My husband thinks I’m over-reacting and truth be told, he often thinks I over-react when it comes to safety issues. He’s much more of a “we didn’t have these rules when we were kids and we turned out okay” type of thinker than I am. And although I know it’s easy to over-analyze and worry about our children these days, I also think it’s important to do whatever we can to provide the safest environment for our children.

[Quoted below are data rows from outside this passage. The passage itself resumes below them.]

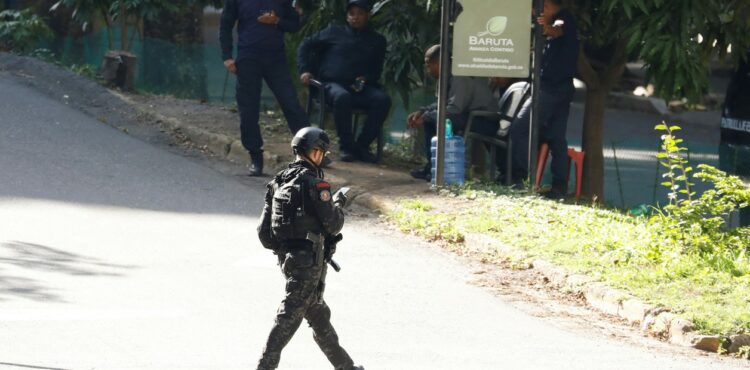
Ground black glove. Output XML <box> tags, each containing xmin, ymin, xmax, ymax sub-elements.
<box><xmin>333</xmin><ymin>188</ymin><xmax>349</xmax><ymax>208</ymax></box>
<box><xmin>326</xmin><ymin>233</ymin><xmax>344</xmax><ymax>260</ymax></box>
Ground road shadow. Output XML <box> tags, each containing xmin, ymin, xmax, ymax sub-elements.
<box><xmin>0</xmin><ymin>241</ymin><xmax>136</xmax><ymax>302</ymax></box>
<box><xmin>0</xmin><ymin>362</ymin><xmax>68</xmax><ymax>370</ymax></box>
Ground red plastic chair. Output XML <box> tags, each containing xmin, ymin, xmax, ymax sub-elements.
<box><xmin>534</xmin><ymin>143</ymin><xmax>586</xmax><ymax>198</ymax></box>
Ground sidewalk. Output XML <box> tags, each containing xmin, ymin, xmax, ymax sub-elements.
<box><xmin>0</xmin><ymin>53</ymin><xmax>750</xmax><ymax>351</ymax></box>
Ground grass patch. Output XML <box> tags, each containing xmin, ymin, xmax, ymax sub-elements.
<box><xmin>389</xmin><ymin>184</ymin><xmax>750</xmax><ymax>334</ymax></box>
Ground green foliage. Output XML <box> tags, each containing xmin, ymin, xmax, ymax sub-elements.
<box><xmin>389</xmin><ymin>125</ymin><xmax>750</xmax><ymax>334</ymax></box>
<box><xmin>50</xmin><ymin>0</ymin><xmax>224</xmax><ymax>31</ymax></box>
<box><xmin>650</xmin><ymin>124</ymin><xmax>750</xmax><ymax>276</ymax></box>
<box><xmin>287</xmin><ymin>0</ymin><xmax>440</xmax><ymax>106</ymax></box>
<box><xmin>574</xmin><ymin>0</ymin><xmax>750</xmax><ymax>101</ymax></box>
<box><xmin>49</xmin><ymin>0</ymin><xmax>113</xmax><ymax>32</ymax></box>
<box><xmin>66</xmin><ymin>64</ymin><xmax>96</xmax><ymax>79</ymax></box>
<box><xmin>0</xmin><ymin>9</ymin><xmax>52</xmax><ymax>52</ymax></box>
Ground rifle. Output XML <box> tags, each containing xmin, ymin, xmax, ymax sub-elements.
<box><xmin>325</xmin><ymin>233</ymin><xmax>344</xmax><ymax>272</ymax></box>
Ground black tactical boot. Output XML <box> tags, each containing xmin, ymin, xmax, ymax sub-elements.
<box><xmin>248</xmin><ymin>151</ymin><xmax>263</xmax><ymax>176</ymax></box>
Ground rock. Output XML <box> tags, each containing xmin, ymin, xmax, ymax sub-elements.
<box><xmin>691</xmin><ymin>335</ymin><xmax>721</xmax><ymax>352</ymax></box>
<box><xmin>650</xmin><ymin>312</ymin><xmax>676</xmax><ymax>337</ymax></box>
<box><xmin>620</xmin><ymin>299</ymin><xmax>653</xmax><ymax>324</ymax></box>
<box><xmin>727</xmin><ymin>334</ymin><xmax>750</xmax><ymax>353</ymax></box>
<box><xmin>669</xmin><ymin>317</ymin><xmax>694</xmax><ymax>346</ymax></box>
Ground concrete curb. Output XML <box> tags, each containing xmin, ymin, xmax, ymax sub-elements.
<box><xmin>324</xmin><ymin>193</ymin><xmax>750</xmax><ymax>353</ymax></box>
<box><xmin>452</xmin><ymin>234</ymin><xmax>750</xmax><ymax>353</ymax></box>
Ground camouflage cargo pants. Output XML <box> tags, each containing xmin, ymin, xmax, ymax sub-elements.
<box><xmin>258</xmin><ymin>250</ymin><xmax>354</xmax><ymax>370</ymax></box>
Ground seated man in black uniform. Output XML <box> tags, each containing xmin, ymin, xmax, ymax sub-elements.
<box><xmin>297</xmin><ymin>0</ymin><xmax>391</xmax><ymax>163</ymax></box>
<box><xmin>406</xmin><ymin>45</ymin><xmax>498</xmax><ymax>181</ymax></box>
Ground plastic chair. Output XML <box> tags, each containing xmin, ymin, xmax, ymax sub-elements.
<box><xmin>534</xmin><ymin>143</ymin><xmax>586</xmax><ymax>198</ymax></box>
<box><xmin>305</xmin><ymin>79</ymin><xmax>385</xmax><ymax>162</ymax></box>
<box><xmin>464</xmin><ymin>82</ymin><xmax>531</xmax><ymax>185</ymax></box>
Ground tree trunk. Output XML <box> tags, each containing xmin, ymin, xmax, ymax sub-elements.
<box><xmin>582</xmin><ymin>88</ymin><xmax>609</xmax><ymax>202</ymax></box>
<box><xmin>118</xmin><ymin>0</ymin><xmax>128</xmax><ymax>51</ymax></box>
<box><xmin>578</xmin><ymin>40</ymin><xmax>627</xmax><ymax>203</ymax></box>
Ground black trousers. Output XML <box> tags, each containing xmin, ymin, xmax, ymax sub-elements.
<box><xmin>258</xmin><ymin>250</ymin><xmax>354</xmax><ymax>370</ymax></box>
<box><xmin>237</xmin><ymin>53</ymin><xmax>309</xmax><ymax>153</ymax></box>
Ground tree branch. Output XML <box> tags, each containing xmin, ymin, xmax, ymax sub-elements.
<box><xmin>601</xmin><ymin>39</ymin><xmax>628</xmax><ymax>89</ymax></box>
<box><xmin>577</xmin><ymin>46</ymin><xmax>600</xmax><ymax>90</ymax></box>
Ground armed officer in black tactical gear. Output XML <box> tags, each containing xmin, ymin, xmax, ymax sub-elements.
<box><xmin>258</xmin><ymin>127</ymin><xmax>364</xmax><ymax>370</ymax></box>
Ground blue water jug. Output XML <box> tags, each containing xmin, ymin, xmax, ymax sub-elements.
<box><xmin>430</xmin><ymin>119</ymin><xmax>466</xmax><ymax>185</ymax></box>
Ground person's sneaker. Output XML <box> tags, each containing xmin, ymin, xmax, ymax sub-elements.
<box><xmin>354</xmin><ymin>148</ymin><xmax>378</xmax><ymax>163</ymax></box>
<box><xmin>247</xmin><ymin>152</ymin><xmax>263</xmax><ymax>177</ymax></box>
<box><xmin>339</xmin><ymin>150</ymin><xmax>354</xmax><ymax>162</ymax></box>
<box><xmin>409</xmin><ymin>166</ymin><xmax>432</xmax><ymax>181</ymax></box>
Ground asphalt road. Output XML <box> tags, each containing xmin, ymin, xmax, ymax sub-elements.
<box><xmin>0</xmin><ymin>73</ymin><xmax>746</xmax><ymax>370</ymax></box>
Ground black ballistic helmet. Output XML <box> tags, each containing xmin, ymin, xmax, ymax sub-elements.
<box><xmin>346</xmin><ymin>0</ymin><xmax>372</xmax><ymax>12</ymax></box>
<box><xmin>292</xmin><ymin>127</ymin><xmax>331</xmax><ymax>154</ymax></box>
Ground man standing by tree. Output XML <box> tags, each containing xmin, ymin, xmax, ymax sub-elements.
<box><xmin>510</xmin><ymin>0</ymin><xmax>579</xmax><ymax>198</ymax></box>
<box><xmin>297</xmin><ymin>0</ymin><xmax>391</xmax><ymax>162</ymax></box>
<box><xmin>219</xmin><ymin>0</ymin><xmax>308</xmax><ymax>176</ymax></box>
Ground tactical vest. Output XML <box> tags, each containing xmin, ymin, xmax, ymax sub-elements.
<box><xmin>271</xmin><ymin>170</ymin><xmax>320</xmax><ymax>243</ymax></box>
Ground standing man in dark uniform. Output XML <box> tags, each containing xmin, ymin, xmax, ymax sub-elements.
<box><xmin>258</xmin><ymin>127</ymin><xmax>364</xmax><ymax>370</ymax></box>
<box><xmin>297</xmin><ymin>0</ymin><xmax>391</xmax><ymax>163</ymax></box>
<box><xmin>510</xmin><ymin>0</ymin><xmax>579</xmax><ymax>198</ymax></box>
<box><xmin>219</xmin><ymin>0</ymin><xmax>309</xmax><ymax>176</ymax></box>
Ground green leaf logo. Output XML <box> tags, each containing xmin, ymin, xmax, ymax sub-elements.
<box><xmin>478</xmin><ymin>16</ymin><xmax>508</xmax><ymax>37</ymax></box>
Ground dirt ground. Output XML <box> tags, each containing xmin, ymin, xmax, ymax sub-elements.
<box><xmin>0</xmin><ymin>53</ymin><xmax>748</xmax><ymax>361</ymax></box>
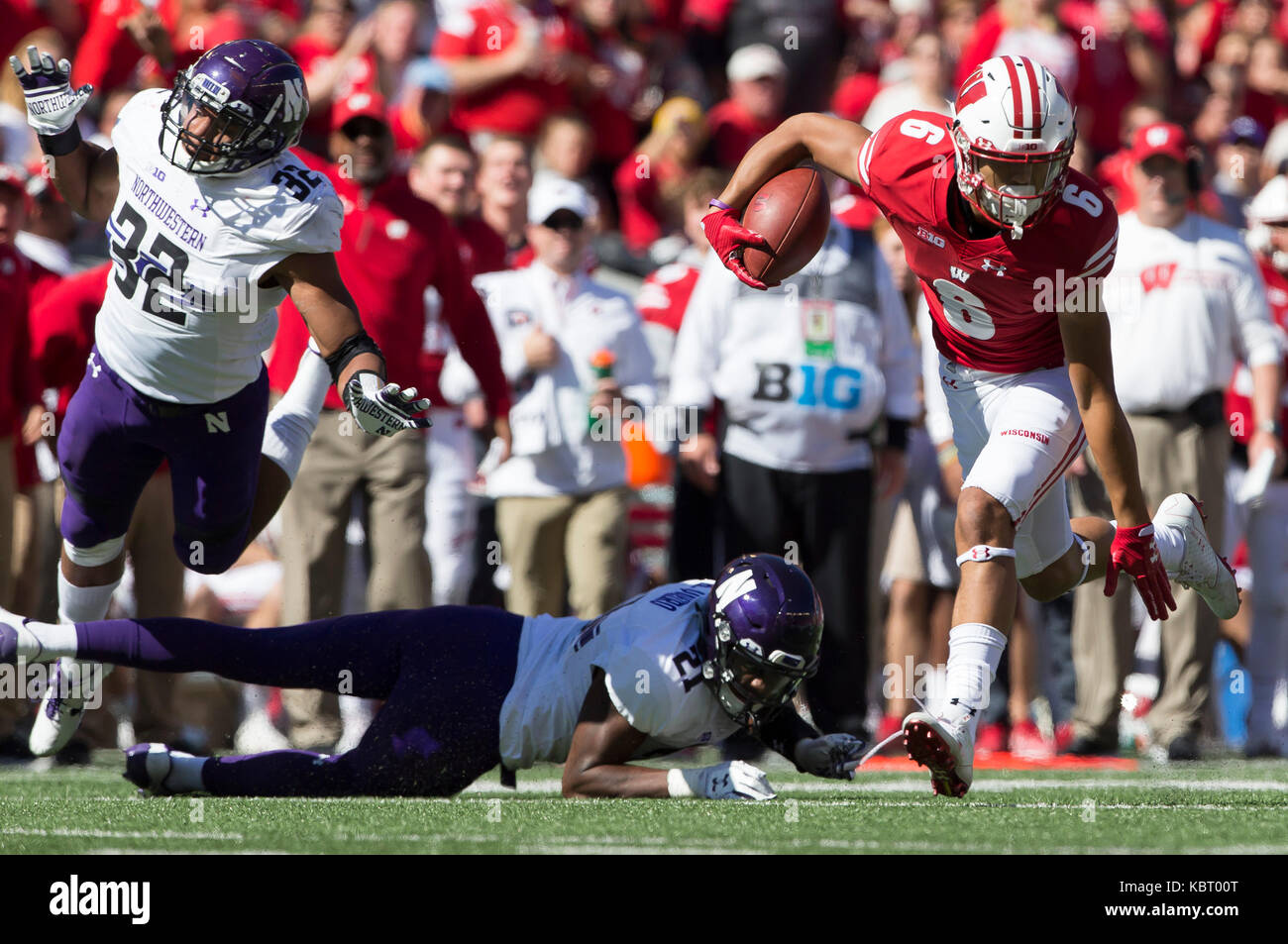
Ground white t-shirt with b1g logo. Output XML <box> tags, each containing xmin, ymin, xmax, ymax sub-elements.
<box><xmin>501</xmin><ymin>579</ymin><xmax>739</xmax><ymax>770</ymax></box>
<box><xmin>95</xmin><ymin>89</ymin><xmax>344</xmax><ymax>403</ymax></box>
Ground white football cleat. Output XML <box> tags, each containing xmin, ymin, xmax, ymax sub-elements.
<box><xmin>27</xmin><ymin>658</ymin><xmax>102</xmax><ymax>757</ymax></box>
<box><xmin>1154</xmin><ymin>492</ymin><xmax>1239</xmax><ymax>619</ymax></box>
<box><xmin>121</xmin><ymin>744</ymin><xmax>174</xmax><ymax>795</ymax></box>
<box><xmin>903</xmin><ymin>711</ymin><xmax>975</xmax><ymax>797</ymax></box>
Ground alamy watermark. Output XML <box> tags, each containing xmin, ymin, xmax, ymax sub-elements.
<box><xmin>0</xmin><ymin>660</ymin><xmax>103</xmax><ymax>708</ymax></box>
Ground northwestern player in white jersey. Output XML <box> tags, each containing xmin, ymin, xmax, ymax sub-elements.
<box><xmin>9</xmin><ymin>40</ymin><xmax>429</xmax><ymax>755</ymax></box>
<box><xmin>0</xmin><ymin>554</ymin><xmax>863</xmax><ymax>799</ymax></box>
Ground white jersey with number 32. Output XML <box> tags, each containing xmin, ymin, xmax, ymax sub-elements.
<box><xmin>95</xmin><ymin>89</ymin><xmax>344</xmax><ymax>403</ymax></box>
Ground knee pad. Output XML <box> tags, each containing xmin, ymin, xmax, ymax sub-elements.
<box><xmin>63</xmin><ymin>535</ymin><xmax>125</xmax><ymax>567</ymax></box>
<box><xmin>957</xmin><ymin>544</ymin><xmax>1015</xmax><ymax>567</ymax></box>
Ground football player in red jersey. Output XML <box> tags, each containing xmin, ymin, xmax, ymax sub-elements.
<box><xmin>704</xmin><ymin>55</ymin><xmax>1239</xmax><ymax>797</ymax></box>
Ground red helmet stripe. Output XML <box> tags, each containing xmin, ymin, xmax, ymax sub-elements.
<box><xmin>957</xmin><ymin>68</ymin><xmax>988</xmax><ymax>113</ymax></box>
<box><xmin>1002</xmin><ymin>55</ymin><xmax>1027</xmax><ymax>138</ymax></box>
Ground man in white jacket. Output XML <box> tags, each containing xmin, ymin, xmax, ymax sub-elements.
<box><xmin>670</xmin><ymin>218</ymin><xmax>918</xmax><ymax>737</ymax></box>
<box><xmin>474</xmin><ymin>180</ymin><xmax>654</xmax><ymax>618</ymax></box>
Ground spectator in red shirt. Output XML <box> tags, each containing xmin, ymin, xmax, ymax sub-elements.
<box><xmin>707</xmin><ymin>43</ymin><xmax>787</xmax><ymax>168</ymax></box>
<box><xmin>409</xmin><ymin>137</ymin><xmax>505</xmax><ymax>606</ymax></box>
<box><xmin>70</xmin><ymin>0</ymin><xmax>172</xmax><ymax>93</ymax></box>
<box><xmin>613</xmin><ymin>97</ymin><xmax>718</xmax><ymax>253</ymax></box>
<box><xmin>269</xmin><ymin>93</ymin><xmax>510</xmax><ymax>747</ymax></box>
<box><xmin>434</xmin><ymin>0</ymin><xmax>585</xmax><ymax>138</ymax></box>
<box><xmin>478</xmin><ymin>136</ymin><xmax>532</xmax><ymax>264</ymax></box>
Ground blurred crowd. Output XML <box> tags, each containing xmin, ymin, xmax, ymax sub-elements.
<box><xmin>0</xmin><ymin>0</ymin><xmax>1288</xmax><ymax>760</ymax></box>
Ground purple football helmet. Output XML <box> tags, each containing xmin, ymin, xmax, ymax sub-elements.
<box><xmin>160</xmin><ymin>40</ymin><xmax>309</xmax><ymax>174</ymax></box>
<box><xmin>702</xmin><ymin>554</ymin><xmax>823</xmax><ymax>724</ymax></box>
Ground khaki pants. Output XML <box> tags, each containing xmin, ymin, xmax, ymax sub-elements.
<box><xmin>77</xmin><ymin>472</ymin><xmax>184</xmax><ymax>748</ymax></box>
<box><xmin>496</xmin><ymin>485</ymin><xmax>631</xmax><ymax>619</ymax></box>
<box><xmin>282</xmin><ymin>409</ymin><xmax>432</xmax><ymax>750</ymax></box>
<box><xmin>1070</xmin><ymin>415</ymin><xmax>1231</xmax><ymax>746</ymax></box>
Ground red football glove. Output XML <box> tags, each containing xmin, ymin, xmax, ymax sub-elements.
<box><xmin>1105</xmin><ymin>524</ymin><xmax>1176</xmax><ymax>619</ymax></box>
<box><xmin>702</xmin><ymin>207</ymin><xmax>780</xmax><ymax>290</ymax></box>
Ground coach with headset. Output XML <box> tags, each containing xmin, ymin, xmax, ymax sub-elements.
<box><xmin>1070</xmin><ymin>123</ymin><xmax>1280</xmax><ymax>760</ymax></box>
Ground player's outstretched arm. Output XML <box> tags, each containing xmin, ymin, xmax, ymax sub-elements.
<box><xmin>720</xmin><ymin>112</ymin><xmax>871</xmax><ymax>210</ymax></box>
<box><xmin>756</xmin><ymin>708</ymin><xmax>863</xmax><ymax>781</ymax></box>
<box><xmin>702</xmin><ymin>112</ymin><xmax>871</xmax><ymax>290</ymax></box>
<box><xmin>9</xmin><ymin>47</ymin><xmax>120</xmax><ymax>223</ymax></box>
<box><xmin>1060</xmin><ymin>294</ymin><xmax>1176</xmax><ymax>619</ymax></box>
<box><xmin>268</xmin><ymin>253</ymin><xmax>429</xmax><ymax>437</ymax></box>
<box><xmin>563</xmin><ymin>669</ymin><xmax>670</xmax><ymax>797</ymax></box>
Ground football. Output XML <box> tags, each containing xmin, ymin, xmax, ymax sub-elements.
<box><xmin>742</xmin><ymin>166</ymin><xmax>832</xmax><ymax>283</ymax></box>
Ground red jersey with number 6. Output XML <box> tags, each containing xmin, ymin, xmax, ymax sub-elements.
<box><xmin>858</xmin><ymin>111</ymin><xmax>1118</xmax><ymax>373</ymax></box>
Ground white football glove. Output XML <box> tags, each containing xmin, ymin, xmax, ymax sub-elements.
<box><xmin>666</xmin><ymin>760</ymin><xmax>778</xmax><ymax>799</ymax></box>
<box><xmin>9</xmin><ymin>47</ymin><xmax>94</xmax><ymax>136</ymax></box>
<box><xmin>796</xmin><ymin>734</ymin><xmax>863</xmax><ymax>781</ymax></box>
<box><xmin>344</xmin><ymin>370</ymin><xmax>430</xmax><ymax>437</ymax></box>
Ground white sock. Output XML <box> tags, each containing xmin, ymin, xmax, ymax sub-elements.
<box><xmin>261</xmin><ymin>338</ymin><xmax>331</xmax><ymax>483</ymax></box>
<box><xmin>1154</xmin><ymin>524</ymin><xmax>1185</xmax><ymax>577</ymax></box>
<box><xmin>16</xmin><ymin>619</ymin><xmax>76</xmax><ymax>661</ymax></box>
<box><xmin>161</xmin><ymin>751</ymin><xmax>210</xmax><ymax>793</ymax></box>
<box><xmin>941</xmin><ymin>623</ymin><xmax>1006</xmax><ymax>738</ymax></box>
<box><xmin>58</xmin><ymin>567</ymin><xmax>121</xmax><ymax>623</ymax></box>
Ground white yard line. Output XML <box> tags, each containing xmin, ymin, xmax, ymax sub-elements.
<box><xmin>463</xmin><ymin>776</ymin><xmax>1288</xmax><ymax>795</ymax></box>
<box><xmin>0</xmin><ymin>825</ymin><xmax>246</xmax><ymax>842</ymax></box>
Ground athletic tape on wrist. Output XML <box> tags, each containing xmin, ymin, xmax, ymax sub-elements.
<box><xmin>36</xmin><ymin>121</ymin><xmax>81</xmax><ymax>157</ymax></box>
<box><xmin>957</xmin><ymin>544</ymin><xmax>1015</xmax><ymax>567</ymax></box>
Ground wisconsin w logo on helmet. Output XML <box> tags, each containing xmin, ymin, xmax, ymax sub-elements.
<box><xmin>159</xmin><ymin>40</ymin><xmax>309</xmax><ymax>174</ymax></box>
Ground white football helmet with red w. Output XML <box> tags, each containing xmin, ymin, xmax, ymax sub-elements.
<box><xmin>952</xmin><ymin>55</ymin><xmax>1077</xmax><ymax>240</ymax></box>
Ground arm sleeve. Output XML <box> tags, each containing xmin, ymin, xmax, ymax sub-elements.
<box><xmin>872</xmin><ymin>252</ymin><xmax>919</xmax><ymax>420</ymax></box>
<box><xmin>917</xmin><ymin>296</ymin><xmax>953</xmax><ymax>446</ymax></box>
<box><xmin>5</xmin><ymin>269</ymin><xmax>43</xmax><ymax>409</ymax></box>
<box><xmin>433</xmin><ymin>220</ymin><xmax>510</xmax><ymax>416</ymax></box>
<box><xmin>613</xmin><ymin>301</ymin><xmax>657</xmax><ymax>411</ymax></box>
<box><xmin>670</xmin><ymin>253</ymin><xmax>737</xmax><ymax>409</ymax></box>
<box><xmin>596</xmin><ymin>649</ymin><xmax>674</xmax><ymax>734</ymax></box>
<box><xmin>756</xmin><ymin>707</ymin><xmax>819</xmax><ymax>773</ymax></box>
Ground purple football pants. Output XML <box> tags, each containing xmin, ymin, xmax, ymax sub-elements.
<box><xmin>58</xmin><ymin>348</ymin><xmax>268</xmax><ymax>574</ymax></box>
<box><xmin>76</xmin><ymin>606</ymin><xmax>523</xmax><ymax>795</ymax></box>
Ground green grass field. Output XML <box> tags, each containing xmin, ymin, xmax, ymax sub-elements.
<box><xmin>0</xmin><ymin>752</ymin><xmax>1288</xmax><ymax>855</ymax></box>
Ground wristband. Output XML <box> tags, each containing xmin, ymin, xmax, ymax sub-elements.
<box><xmin>323</xmin><ymin>329</ymin><xmax>385</xmax><ymax>383</ymax></box>
<box><xmin>36</xmin><ymin>121</ymin><xmax>81</xmax><ymax>157</ymax></box>
<box><xmin>886</xmin><ymin>417</ymin><xmax>912</xmax><ymax>452</ymax></box>
<box><xmin>666</xmin><ymin>768</ymin><xmax>697</xmax><ymax>798</ymax></box>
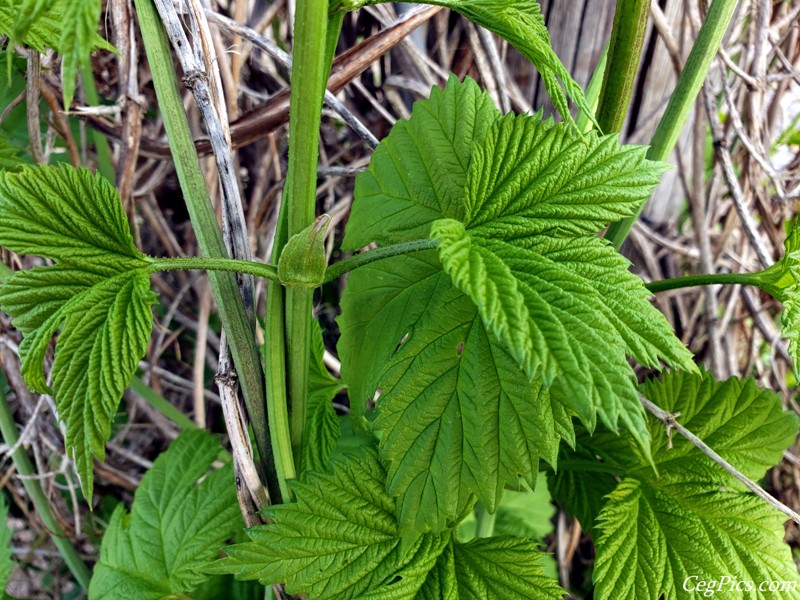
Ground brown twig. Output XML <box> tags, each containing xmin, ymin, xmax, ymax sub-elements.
<box><xmin>639</xmin><ymin>394</ymin><xmax>800</xmax><ymax>524</ymax></box>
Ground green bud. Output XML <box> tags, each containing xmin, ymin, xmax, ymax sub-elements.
<box><xmin>278</xmin><ymin>215</ymin><xmax>331</xmax><ymax>288</ymax></box>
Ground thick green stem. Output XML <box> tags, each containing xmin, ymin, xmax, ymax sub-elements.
<box><xmin>150</xmin><ymin>256</ymin><xmax>278</xmax><ymax>281</ymax></box>
<box><xmin>0</xmin><ymin>387</ymin><xmax>91</xmax><ymax>590</ymax></box>
<box><xmin>134</xmin><ymin>0</ymin><xmax>280</xmax><ymax>497</ymax></box>
<box><xmin>284</xmin><ymin>0</ymin><xmax>331</xmax><ymax>470</ymax></box>
<box><xmin>605</xmin><ymin>0</ymin><xmax>737</xmax><ymax>248</ymax></box>
<box><xmin>322</xmin><ymin>240</ymin><xmax>439</xmax><ymax>283</ymax></box>
<box><xmin>646</xmin><ymin>273</ymin><xmax>760</xmax><ymax>294</ymax></box>
<box><xmin>475</xmin><ymin>502</ymin><xmax>497</xmax><ymax>537</ymax></box>
<box><xmin>597</xmin><ymin>0</ymin><xmax>650</xmax><ymax>133</ymax></box>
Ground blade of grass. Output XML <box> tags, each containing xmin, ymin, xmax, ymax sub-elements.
<box><xmin>134</xmin><ymin>0</ymin><xmax>280</xmax><ymax>498</ymax></box>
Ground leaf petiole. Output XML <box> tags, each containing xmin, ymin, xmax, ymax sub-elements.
<box><xmin>150</xmin><ymin>256</ymin><xmax>278</xmax><ymax>281</ymax></box>
<box><xmin>322</xmin><ymin>240</ymin><xmax>439</xmax><ymax>284</ymax></box>
<box><xmin>149</xmin><ymin>239</ymin><xmax>439</xmax><ymax>284</ymax></box>
<box><xmin>645</xmin><ymin>273</ymin><xmax>761</xmax><ymax>294</ymax></box>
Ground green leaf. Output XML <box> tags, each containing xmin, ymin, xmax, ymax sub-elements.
<box><xmin>339</xmin><ymin>79</ymin><xmax>694</xmax><ymax>535</ymax></box>
<box><xmin>342</xmin><ymin>76</ymin><xmax>500</xmax><ymax>250</ymax></box>
<box><xmin>0</xmin><ymin>494</ymin><xmax>14</xmax><ymax>592</ymax></box>
<box><xmin>58</xmin><ymin>0</ymin><xmax>100</xmax><ymax>110</ymax></box>
<box><xmin>0</xmin><ymin>0</ymin><xmax>113</xmax><ymax>109</ymax></box>
<box><xmin>89</xmin><ymin>430</ymin><xmax>242</xmax><ymax>600</ymax></box>
<box><xmin>0</xmin><ymin>166</ymin><xmax>156</xmax><ymax>497</ymax></box>
<box><xmin>207</xmin><ymin>451</ymin><xmax>449</xmax><ymax>600</ymax></box>
<box><xmin>374</xmin><ymin>274</ymin><xmax>571</xmax><ymax>535</ymax></box>
<box><xmin>431</xmin><ymin>116</ymin><xmax>693</xmax><ymax>447</ymax></box>
<box><xmin>457</xmin><ymin>473</ymin><xmax>556</xmax><ymax>542</ymax></box>
<box><xmin>301</xmin><ymin>321</ymin><xmax>344</xmax><ymax>472</ymax></box>
<box><xmin>557</xmin><ymin>373</ymin><xmax>800</xmax><ymax>600</ymax></box>
<box><xmin>754</xmin><ymin>221</ymin><xmax>800</xmax><ymax>379</ymax></box>
<box><xmin>417</xmin><ymin>536</ymin><xmax>565</xmax><ymax>600</ymax></box>
<box><xmin>331</xmin><ymin>0</ymin><xmax>597</xmax><ymax>126</ymax></box>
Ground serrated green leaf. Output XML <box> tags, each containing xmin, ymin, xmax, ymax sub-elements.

Current law in Massachusetts (it was most recently revised in April 2008) states, “A passenger in a motor vehicle on any way who is under the age of 8 shall be fastened and secured by a child passenger restraint, unless such passenger measures more than 57 inches in height. The child passenger restraint shall be properly fastened and secured according to the manufacturer’s instructions.” That means that until a child is 8 years old or 4’9″, they should be in a booster seat. This height requirement is in place, because until they reach it, the lap/shoulder belt combination in cars won’t fit them properly. Booster seats raise children so that the seat belt fits them tight enough to prevent being thrown from the seat (or even worse, from the car) during a collision. Research done in 2003 through the NHTSA found that booster seats reduce injury risk by 59% compared to safety belts alone, for children ages 4 to 7 years.

As I mentioned in my blog earlier this week on car seat check points, I encourage parents to utilize this service when installing booster seats as well as car seats. But the two most basic things to ensure are that: (1) the lap belt lies low and snug across your child’s upper thighs and (2) the shoulder belt crosses the middle of your child’s chest and shoulder.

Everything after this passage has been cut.